Canadian basketball player

Ransford Sifah Brempong (born July 22, 1981) is a former Canadian National Team member and professional basketball player for the Fraser Valley Bandits of the Canadian Elite Basketball League (CEBL). He is currently the Lead Assistant Coach for the Bandits. Previously he was on the broadcasting team as the colour commentator for the team. He also runs his WCT Hoops basketball organization at the grassroots level. Continually providing opportunities for the next generation of basketball players in BC to reach their next level.

== Career ==
Brempong played college basketball for the Western Carolina Catamounts where he was a five year starter. While at WCU he broke his conferences' all time shot block record. He then went on to play professionally and played for Matrixx Magixx and Donar (then named Hanzevast Capitals for sponsorship reasons) in the Netherlands and Bayer Giants Leverkusen and Gloria Giants Düsseldorf in Germany.

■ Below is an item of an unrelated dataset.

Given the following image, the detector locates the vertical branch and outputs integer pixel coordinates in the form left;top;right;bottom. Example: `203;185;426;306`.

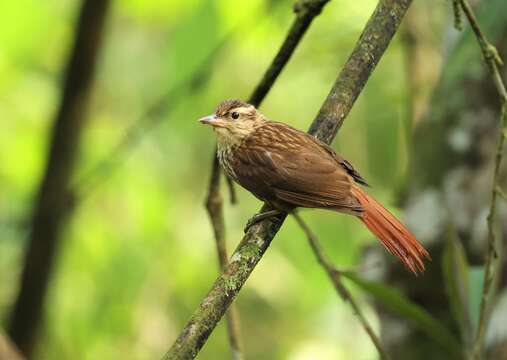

In 2018, after being retired for six years Brempong joined the St. John's Edge of the National Basketball League of Canada (NBLC). He then went on to play for the Fraser Valley Bandits of the Canadian Elite Basketball League (CEBL) in 2019.

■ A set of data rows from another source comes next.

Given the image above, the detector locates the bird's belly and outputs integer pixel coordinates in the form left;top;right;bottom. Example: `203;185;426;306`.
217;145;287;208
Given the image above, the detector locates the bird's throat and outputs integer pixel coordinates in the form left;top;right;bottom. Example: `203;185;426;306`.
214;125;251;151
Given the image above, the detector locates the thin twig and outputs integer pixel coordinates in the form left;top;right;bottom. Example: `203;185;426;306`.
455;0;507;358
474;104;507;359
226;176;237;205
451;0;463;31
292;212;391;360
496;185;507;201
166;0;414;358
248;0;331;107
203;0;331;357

Brempong also spent nearly eight years playing for the Canadian National Team. He first made the Junior National Team in 2001 and eventually made his way up the ranks to the Senior Men's team where he competed for three summers. During this time Brempong had the opportunity to play with and against many basketball greats such as Kobe Bryant, Dwyane Wade, Chris Paul, Dirk Nowitzki, Yao Ming, Steve Nash, Carmelo Anthony, Kelly Olynyk, and Kevin Martin.

== Personal ==
Born in Winnipeg, Manitoba to parents from Ghana, west Africa,
Brempong moved to Toronto in 1993 where he spent the rest of his elementary and high school days in Thornhill, Ontario. While in high school, he was selected his senior year as a Toronto Star top-5 player in the greater Toronto area. He spent five years in North Carolina where he went to Western Carolina University. In 2012, he was in a car accident where he broke his back. He spent the next four years doing extensive rehab before being able to make a full recovery and play basketball again six years later. Brempong currently lives in North Vancouver, British Columbia. He is married and has three children.